企業やメーカーが第三者認証を求めるのは、信頼を構築し維持するという一点に尽きます。ここでポイントとなるのは、製品を評価する規格・基準がしっかりしたものであるという点です。厳しく有益な規格・基準で評価されなければ意味がありません。また認証を行う機関が透明性のある信頼される機関でなければなりません。その点、NSFは世界有数の認証機関として知られています。企業がグローバルな展開を行う時に、輸出国でも適用されている基準を満たす認証なしではビジネスはうまくいかないですからね。


NSFの根幹にある考え方

INDEPENDENT(独立)
NOT-FOR-PROFIT(非営利)
NON-GOVERNMENTAL(非政府)
この3点は、NSFの根幹にある考え方です。

製品の性能や安全性を評価する機関として、どこにも寄らない中立的な立場を守り続けることの重要性を私たちは知っています。
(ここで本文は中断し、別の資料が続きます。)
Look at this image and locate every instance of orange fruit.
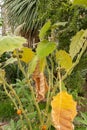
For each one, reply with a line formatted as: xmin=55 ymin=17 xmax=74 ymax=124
xmin=17 ymin=109 xmax=22 ymax=115
xmin=42 ymin=125 xmax=47 ymax=130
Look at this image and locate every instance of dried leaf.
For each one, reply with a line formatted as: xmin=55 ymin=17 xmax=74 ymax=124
xmin=33 ymin=61 xmax=48 ymax=102
xmin=51 ymin=91 xmax=77 ymax=130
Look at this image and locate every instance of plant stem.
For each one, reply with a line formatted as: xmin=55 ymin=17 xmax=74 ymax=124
xmin=46 ymin=59 xmax=53 ymax=113
xmin=3 ymin=83 xmax=18 ymax=110
xmin=1 ymin=78 xmax=32 ymax=130
xmin=58 ymin=68 xmax=62 ymax=92
xmin=2 ymin=78 xmax=31 ymax=129
xmin=58 ymin=69 xmax=62 ymax=130
xmin=27 ymin=80 xmax=43 ymax=126
xmin=17 ymin=54 xmax=42 ymax=126
xmin=17 ymin=57 xmax=26 ymax=77
xmin=17 ymin=55 xmax=43 ymax=127
xmin=45 ymin=59 xmax=55 ymax=128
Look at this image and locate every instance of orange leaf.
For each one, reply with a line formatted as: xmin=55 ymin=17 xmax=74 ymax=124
xmin=51 ymin=91 xmax=77 ymax=130
xmin=33 ymin=61 xmax=48 ymax=102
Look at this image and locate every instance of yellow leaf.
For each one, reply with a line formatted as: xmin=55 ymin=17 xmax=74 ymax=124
xmin=51 ymin=91 xmax=77 ymax=130
xmin=0 ymin=69 xmax=5 ymax=84
xmin=13 ymin=47 xmax=35 ymax=63
xmin=56 ymin=50 xmax=73 ymax=71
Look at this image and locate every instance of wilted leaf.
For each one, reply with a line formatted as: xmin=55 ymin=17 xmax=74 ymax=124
xmin=73 ymin=0 xmax=87 ymax=7
xmin=0 ymin=36 xmax=26 ymax=56
xmin=13 ymin=47 xmax=35 ymax=63
xmin=69 ymin=30 xmax=87 ymax=60
xmin=56 ymin=50 xmax=73 ymax=71
xmin=0 ymin=69 xmax=5 ymax=84
xmin=33 ymin=61 xmax=48 ymax=102
xmin=36 ymin=40 xmax=56 ymax=58
xmin=51 ymin=91 xmax=77 ymax=130
xmin=39 ymin=20 xmax=51 ymax=40
xmin=33 ymin=59 xmax=46 ymax=78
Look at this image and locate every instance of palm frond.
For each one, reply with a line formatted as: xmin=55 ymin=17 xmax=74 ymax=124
xmin=4 ymin=0 xmax=40 ymax=32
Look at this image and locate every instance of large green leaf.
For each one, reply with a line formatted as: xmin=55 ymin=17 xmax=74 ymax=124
xmin=0 ymin=36 xmax=26 ymax=56
xmin=73 ymin=0 xmax=87 ymax=7
xmin=56 ymin=50 xmax=73 ymax=71
xmin=69 ymin=29 xmax=87 ymax=60
xmin=36 ymin=40 xmax=56 ymax=58
xmin=39 ymin=20 xmax=51 ymax=40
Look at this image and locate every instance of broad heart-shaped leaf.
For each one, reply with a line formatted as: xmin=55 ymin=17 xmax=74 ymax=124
xmin=0 ymin=36 xmax=26 ymax=56
xmin=51 ymin=91 xmax=77 ymax=130
xmin=13 ymin=47 xmax=35 ymax=63
xmin=39 ymin=20 xmax=51 ymax=40
xmin=56 ymin=50 xmax=73 ymax=71
xmin=36 ymin=40 xmax=56 ymax=58
xmin=69 ymin=29 xmax=87 ymax=60
xmin=73 ymin=0 xmax=87 ymax=7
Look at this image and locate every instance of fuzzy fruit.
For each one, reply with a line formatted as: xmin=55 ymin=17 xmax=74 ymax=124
xmin=17 ymin=109 xmax=22 ymax=115
xmin=42 ymin=125 xmax=47 ymax=130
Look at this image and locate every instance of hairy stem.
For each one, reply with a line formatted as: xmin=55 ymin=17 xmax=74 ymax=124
xmin=1 ymin=77 xmax=32 ymax=130
xmin=27 ymin=80 xmax=43 ymax=126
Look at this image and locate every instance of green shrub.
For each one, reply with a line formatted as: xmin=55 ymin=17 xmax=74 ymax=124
xmin=0 ymin=100 xmax=16 ymax=121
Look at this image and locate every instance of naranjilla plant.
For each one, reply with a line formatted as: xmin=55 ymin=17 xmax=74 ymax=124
xmin=0 ymin=20 xmax=87 ymax=130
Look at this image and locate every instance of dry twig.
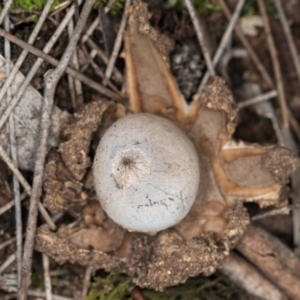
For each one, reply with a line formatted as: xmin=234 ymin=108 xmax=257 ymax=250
xmin=43 ymin=254 xmax=52 ymax=300
xmin=256 ymin=0 xmax=289 ymax=129
xmin=4 ymin=8 xmax=22 ymax=290
xmin=237 ymin=90 xmax=278 ymax=108
xmin=0 ymin=29 xmax=122 ymax=102
xmin=222 ymin=252 xmax=284 ymax=300
xmin=0 ymin=0 xmax=55 ymax=104
xmin=67 ymin=16 xmax=83 ymax=108
xmin=274 ymin=0 xmax=300 ymax=86
xmin=81 ymin=266 xmax=93 ymax=299
xmin=237 ymin=225 xmax=300 ymax=300
xmin=104 ymin=0 xmax=131 ymax=82
xmin=184 ymin=0 xmax=215 ymax=76
xmin=19 ymin=1 xmax=95 ymax=298
xmin=218 ymin=0 xmax=274 ymax=88
xmin=0 ymin=0 xmax=13 ymax=24
xmin=198 ymin=0 xmax=245 ymax=91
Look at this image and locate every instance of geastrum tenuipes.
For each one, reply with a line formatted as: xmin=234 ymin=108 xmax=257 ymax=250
xmin=35 ymin=0 xmax=299 ymax=290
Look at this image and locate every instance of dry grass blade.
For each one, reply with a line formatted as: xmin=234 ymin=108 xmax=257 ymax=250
xmin=184 ymin=0 xmax=215 ymax=76
xmin=198 ymin=0 xmax=246 ymax=91
xmin=256 ymin=0 xmax=289 ymax=129
xmin=43 ymin=254 xmax=53 ymax=300
xmin=0 ymin=0 xmax=13 ymax=24
xmin=104 ymin=0 xmax=131 ymax=82
xmin=274 ymin=0 xmax=300 ymax=86
xmin=4 ymin=8 xmax=22 ymax=289
xmin=218 ymin=0 xmax=274 ymax=89
xmin=20 ymin=1 xmax=95 ymax=298
xmin=237 ymin=90 xmax=278 ymax=108
xmin=0 ymin=29 xmax=122 ymax=102
xmin=0 ymin=0 xmax=55 ymax=104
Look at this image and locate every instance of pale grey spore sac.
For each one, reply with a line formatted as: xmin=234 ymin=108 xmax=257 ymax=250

だからこそ私たちは北米をはじめヨーロッパ、ISO(国際標準化機構)などの政府や国際機関から認定を受けていますし、世界の多くの国々でNSF規格が国の規格にもなっています。海外ビジネスを行う時、NSF認証は信頼を勝ち取る近道だとも言えます。

NSFの知名度は日本ではまだ高くありませんし、一般の消費者に働きかけるという機会も多くありません。優れた製品がNSF認証を取得し、そういう優れた製品が市場に溢れるような状況に貢献したいと考えています。そのため、メーカーなどを対象としたセミナーなどを通じてNSFの規格、NSFの認証について啓発するという活動を行っています。

NSFと家庭用浄水器の関わり、
浄水器規格についてお教えください

NSFが浄水器に取り組むようになったのは1960年代後半です。当時アメリカでは、公害や大気汚染、水質汚染への社会的関心が高まり、家庭用浄水器が大ブームになっていました。しかし、きちんとした規格・基準が 

なく、さまざまな浄水器がさまざまな方法で販売され、市場は混乱していました。1970年にはEPA(米国環境保護庁)が設立され、安心・安全に関わる意識は高まっていきます。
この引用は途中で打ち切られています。